AI Glossary - productized.tech

## Inference An AI model making predictions on new data that wasn‘t included in its training. During inference, the model: 1. Takes in new data (like an image, text, or numbers) 2. Processes it through its learned parameters and architecture 3. Produces an output (like a classification, prediction, or generated content) For example, when you ask an AI a question, it’s performing inference - using its trained parameters to process your input and generate an appropriate response. ## Tokens and Vectors Large Language Models (LLMs) don’t read text like humans—they process it as tokens and vectors. **Tokens** are the building blocks of text, which can be words, subwords, or characters. Each token is converted into a **vector**—a list of numbers that represents its meaning in a high-dimensional space. Similar words have similar vectors, helping AI understand relationships between concepts. LLMs are trained on large amounts of text (books, articles, websites). The model starts with **random vectors** for each token and learns their meaning by predicting missing words in sentences.

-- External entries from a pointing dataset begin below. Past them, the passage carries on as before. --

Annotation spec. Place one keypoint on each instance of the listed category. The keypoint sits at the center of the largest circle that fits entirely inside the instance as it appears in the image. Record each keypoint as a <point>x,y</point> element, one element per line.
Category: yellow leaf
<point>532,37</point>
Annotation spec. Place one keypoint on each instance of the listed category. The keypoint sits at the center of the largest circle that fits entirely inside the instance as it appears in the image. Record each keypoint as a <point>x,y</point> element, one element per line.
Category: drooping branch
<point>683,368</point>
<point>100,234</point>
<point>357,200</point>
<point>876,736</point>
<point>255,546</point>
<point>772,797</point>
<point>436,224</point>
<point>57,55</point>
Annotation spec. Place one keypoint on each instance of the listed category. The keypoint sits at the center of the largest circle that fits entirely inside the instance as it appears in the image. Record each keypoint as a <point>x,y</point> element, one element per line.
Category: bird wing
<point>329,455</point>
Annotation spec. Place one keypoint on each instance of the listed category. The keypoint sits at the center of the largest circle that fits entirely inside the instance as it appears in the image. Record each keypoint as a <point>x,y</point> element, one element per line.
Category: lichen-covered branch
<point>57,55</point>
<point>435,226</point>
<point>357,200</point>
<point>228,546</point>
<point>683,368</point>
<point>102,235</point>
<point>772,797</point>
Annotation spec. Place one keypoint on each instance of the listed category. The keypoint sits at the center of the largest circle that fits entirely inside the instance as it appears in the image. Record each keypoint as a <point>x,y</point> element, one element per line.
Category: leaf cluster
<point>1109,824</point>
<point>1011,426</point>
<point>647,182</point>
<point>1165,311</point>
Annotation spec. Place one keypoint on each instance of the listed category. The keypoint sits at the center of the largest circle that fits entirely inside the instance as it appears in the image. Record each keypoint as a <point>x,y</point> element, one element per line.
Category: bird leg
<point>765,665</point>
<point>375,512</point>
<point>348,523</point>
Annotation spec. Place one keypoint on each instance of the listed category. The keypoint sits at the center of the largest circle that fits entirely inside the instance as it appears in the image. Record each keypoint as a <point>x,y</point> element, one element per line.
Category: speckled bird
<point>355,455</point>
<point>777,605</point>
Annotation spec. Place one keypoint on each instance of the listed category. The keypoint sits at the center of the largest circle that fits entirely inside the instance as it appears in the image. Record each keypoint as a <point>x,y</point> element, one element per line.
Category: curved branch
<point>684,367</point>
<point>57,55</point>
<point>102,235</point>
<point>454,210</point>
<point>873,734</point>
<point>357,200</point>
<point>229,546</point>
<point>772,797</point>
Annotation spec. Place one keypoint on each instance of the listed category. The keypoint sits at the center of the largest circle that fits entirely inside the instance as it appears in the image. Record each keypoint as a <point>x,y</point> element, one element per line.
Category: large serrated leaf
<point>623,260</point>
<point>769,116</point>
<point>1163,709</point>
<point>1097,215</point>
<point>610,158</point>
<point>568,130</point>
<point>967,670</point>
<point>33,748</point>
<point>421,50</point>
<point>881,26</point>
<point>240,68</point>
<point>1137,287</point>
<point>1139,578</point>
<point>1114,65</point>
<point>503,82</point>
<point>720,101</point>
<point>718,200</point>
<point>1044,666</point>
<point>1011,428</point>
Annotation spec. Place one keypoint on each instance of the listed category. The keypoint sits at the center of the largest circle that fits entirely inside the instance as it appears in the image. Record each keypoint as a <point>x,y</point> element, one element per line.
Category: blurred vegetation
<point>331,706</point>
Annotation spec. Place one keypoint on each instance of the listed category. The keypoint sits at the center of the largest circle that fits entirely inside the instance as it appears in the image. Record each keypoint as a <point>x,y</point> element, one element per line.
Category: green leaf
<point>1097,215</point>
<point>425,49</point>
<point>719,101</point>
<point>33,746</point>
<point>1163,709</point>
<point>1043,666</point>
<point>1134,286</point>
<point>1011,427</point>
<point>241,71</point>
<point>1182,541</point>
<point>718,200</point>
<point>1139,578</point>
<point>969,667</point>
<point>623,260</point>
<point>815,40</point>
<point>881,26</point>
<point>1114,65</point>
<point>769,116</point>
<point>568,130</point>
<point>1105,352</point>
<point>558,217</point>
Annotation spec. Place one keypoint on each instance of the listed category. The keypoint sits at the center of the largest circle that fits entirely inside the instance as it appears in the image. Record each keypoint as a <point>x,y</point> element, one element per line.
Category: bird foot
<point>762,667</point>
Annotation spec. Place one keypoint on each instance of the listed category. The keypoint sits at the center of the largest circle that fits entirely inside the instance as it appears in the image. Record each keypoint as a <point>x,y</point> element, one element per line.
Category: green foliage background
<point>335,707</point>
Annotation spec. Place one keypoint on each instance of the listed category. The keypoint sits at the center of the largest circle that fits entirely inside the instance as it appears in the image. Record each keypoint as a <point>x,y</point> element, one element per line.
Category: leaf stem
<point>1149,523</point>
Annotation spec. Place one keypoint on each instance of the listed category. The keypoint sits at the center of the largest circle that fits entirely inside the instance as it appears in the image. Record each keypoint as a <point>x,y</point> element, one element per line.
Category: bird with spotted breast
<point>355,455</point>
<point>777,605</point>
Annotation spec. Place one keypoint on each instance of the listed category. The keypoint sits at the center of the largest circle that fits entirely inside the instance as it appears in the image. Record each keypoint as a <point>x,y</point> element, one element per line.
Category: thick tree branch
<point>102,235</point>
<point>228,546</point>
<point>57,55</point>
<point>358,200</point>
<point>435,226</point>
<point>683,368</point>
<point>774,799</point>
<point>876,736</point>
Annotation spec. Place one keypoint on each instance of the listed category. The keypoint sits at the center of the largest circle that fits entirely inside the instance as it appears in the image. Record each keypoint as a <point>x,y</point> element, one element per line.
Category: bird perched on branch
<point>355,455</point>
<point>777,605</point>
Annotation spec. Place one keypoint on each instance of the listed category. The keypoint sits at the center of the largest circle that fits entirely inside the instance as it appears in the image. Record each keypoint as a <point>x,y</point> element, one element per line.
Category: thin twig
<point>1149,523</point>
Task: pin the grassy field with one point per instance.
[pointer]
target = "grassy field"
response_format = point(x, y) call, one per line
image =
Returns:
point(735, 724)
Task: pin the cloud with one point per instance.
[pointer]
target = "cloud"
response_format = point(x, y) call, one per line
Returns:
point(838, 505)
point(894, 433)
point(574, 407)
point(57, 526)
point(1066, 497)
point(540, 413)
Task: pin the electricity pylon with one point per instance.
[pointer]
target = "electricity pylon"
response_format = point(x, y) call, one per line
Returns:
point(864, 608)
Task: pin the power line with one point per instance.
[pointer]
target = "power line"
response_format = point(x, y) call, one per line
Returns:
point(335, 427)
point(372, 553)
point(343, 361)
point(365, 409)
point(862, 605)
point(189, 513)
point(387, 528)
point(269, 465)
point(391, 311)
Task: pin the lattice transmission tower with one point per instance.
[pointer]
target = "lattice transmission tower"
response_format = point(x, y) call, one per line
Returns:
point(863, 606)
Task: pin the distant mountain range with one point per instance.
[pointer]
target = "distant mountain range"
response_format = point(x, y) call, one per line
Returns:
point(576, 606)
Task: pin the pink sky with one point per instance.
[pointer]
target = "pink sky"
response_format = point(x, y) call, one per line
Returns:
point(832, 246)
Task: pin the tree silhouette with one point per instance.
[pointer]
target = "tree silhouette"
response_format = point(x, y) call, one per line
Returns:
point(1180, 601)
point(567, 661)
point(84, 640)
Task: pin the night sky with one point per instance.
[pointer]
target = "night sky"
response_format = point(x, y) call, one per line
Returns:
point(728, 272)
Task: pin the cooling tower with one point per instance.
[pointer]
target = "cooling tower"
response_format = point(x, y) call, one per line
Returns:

During training, the model **adjusts the vectors** so that words with similar meanings are mathematically closer. For example: - “King” → `[0.8, 0.1, 0.7]` - “Queen” → `[0.78, 0.12, 0.72]` - “Apple” → `[0.2, 0.9, 0.3]` Since “King” and “Queen” have similar vectors, the AI understands they are related, while “Apple” is in a different area of the space. When you ask an AI a question, it converts your words into vectors, searches for similar meanings, and generates a response based on patterns it has learned—without storing exact text. This is how LLMs can answer questions, complete sentences, or summarize content intelligently. See [How does AI answer my question?](How%20does%20AI%20answer%20my%20question?.md) for more details. ## RAG RAG stands for Retrieval-Augmented Generation. It is a technique that enhances the performance of generative AI models by incorporating external knowledge retrieval during the response generation process. RAG process: 1. Retrieval: When the model receives a query, it searches an external knowledge base (e.g., a document database, vector store, or the web) to find relevant information. 2. Augmentation: The retrieved information is then fed into the generative AI model as additional context. 3. Generation: The AI model generates a response based on both its internal knowledge and the retrieved data.